Real Numbers

No, because 6ⁿ = (2×3)ⁿ = 2ⁿ×3ⁿ has no factor of 5

Step 1: For a number to end in 0, it must be divisible by 10 = 2 × 5. Step 2: Find prime factorization of 6ⁿ. 6ⁿ = (2 × 3)ⁿ = 2ⁿ × 3ⁿ. Step 3: By Fundamental Theorem of Arithmetic, the only prime factors of 6ⁿ are 2 and 3. Step 4: Since 5 is not a prime factor of 6ⁿ, it cannot be divisible by 10. Step 5: Therefore, 6ⁿ can never end with digit 0 for any natural number n.

3² × 5² × 17

Step 1: Divide by smallest prime. 3825 ÷ 3 = 1275. Step 2: Continue dividing by 3. 1275 ÷ 3 = 425. Step 3: 425 is not divisible by 3, try 5. 425 ÷ 5 = 85. Step 4: Continue with 5. 85 ÷ 5 = 17. Step 5: 17 is prime. Therefore, 3825 = 3 × 3 × 5 × 5 × 17 = 3² × 5² × 17.

HCF = 1, LCM = 1800

Step 1: Find prime factorizations. 8 = 2³, 9 = 3², 25 = 5². Step 2: Find HCF by taking smallest powers of common prime factors. There are no common prime factors. Step 3: Therefore, HCF(8, 9, 25) = 1. Step 4: Find LCM by taking highest powers of all prime factors. LCM = 2³ × 3² × 5² = 8 × 9 × 25 = 1800. Step 5: Since the numbers are coprime (HCF = 1), LCM equals their product.

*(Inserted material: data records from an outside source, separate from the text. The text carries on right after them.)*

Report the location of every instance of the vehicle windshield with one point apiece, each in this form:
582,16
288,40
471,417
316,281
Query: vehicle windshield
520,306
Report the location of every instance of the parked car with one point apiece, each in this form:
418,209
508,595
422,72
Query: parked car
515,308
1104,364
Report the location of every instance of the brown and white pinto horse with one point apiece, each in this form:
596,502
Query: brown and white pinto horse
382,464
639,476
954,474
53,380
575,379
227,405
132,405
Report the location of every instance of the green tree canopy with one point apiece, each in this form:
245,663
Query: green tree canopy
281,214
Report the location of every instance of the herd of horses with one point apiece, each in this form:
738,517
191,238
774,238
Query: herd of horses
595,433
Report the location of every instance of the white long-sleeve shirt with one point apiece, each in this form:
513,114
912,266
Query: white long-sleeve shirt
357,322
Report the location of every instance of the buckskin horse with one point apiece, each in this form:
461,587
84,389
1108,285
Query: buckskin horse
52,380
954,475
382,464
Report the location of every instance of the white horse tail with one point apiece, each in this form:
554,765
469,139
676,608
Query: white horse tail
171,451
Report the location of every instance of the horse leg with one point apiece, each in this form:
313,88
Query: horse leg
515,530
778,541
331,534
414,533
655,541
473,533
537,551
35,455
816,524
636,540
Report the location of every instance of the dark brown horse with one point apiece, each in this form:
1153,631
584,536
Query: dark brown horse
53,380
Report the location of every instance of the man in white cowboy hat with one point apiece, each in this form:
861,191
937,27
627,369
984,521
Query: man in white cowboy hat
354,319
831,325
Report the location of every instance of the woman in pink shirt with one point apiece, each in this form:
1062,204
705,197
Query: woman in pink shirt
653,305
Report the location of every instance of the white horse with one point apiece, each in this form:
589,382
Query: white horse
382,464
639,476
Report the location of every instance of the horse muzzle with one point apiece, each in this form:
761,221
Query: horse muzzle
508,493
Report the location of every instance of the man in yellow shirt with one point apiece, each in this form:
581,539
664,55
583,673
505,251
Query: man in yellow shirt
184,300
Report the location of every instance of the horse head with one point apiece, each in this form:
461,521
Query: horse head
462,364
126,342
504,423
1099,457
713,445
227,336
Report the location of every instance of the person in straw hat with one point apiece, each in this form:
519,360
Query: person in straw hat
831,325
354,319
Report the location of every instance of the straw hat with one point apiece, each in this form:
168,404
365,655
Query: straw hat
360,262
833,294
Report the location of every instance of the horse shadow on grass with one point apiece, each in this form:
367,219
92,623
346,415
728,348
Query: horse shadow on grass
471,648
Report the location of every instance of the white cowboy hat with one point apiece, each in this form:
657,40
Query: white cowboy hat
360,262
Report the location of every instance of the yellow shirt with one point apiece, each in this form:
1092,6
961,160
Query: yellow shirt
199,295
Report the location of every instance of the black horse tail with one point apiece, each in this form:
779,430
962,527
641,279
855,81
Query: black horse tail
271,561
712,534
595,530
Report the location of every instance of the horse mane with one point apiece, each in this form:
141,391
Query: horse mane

Because it can be written as 13(7 × 11 + 1) = 13 × 78

Step 1: Look for common factors in the expression 7 × 11 × 13 + 13. Step 2: Factor out the common factor 13. 7 × 11 × 13 + 13 = 13(7 × 11) + 13. Step 3: Apply distributive property. 13(7 × 11) + 13 = 13(7 × 11 + 1) = 13(77 + 1) = 13 × 78. Step 4: Since this number can be written as a product of two integers greater than 1, it is composite. Step 5: The number has 13 and 78 as factors, proving it's not prime.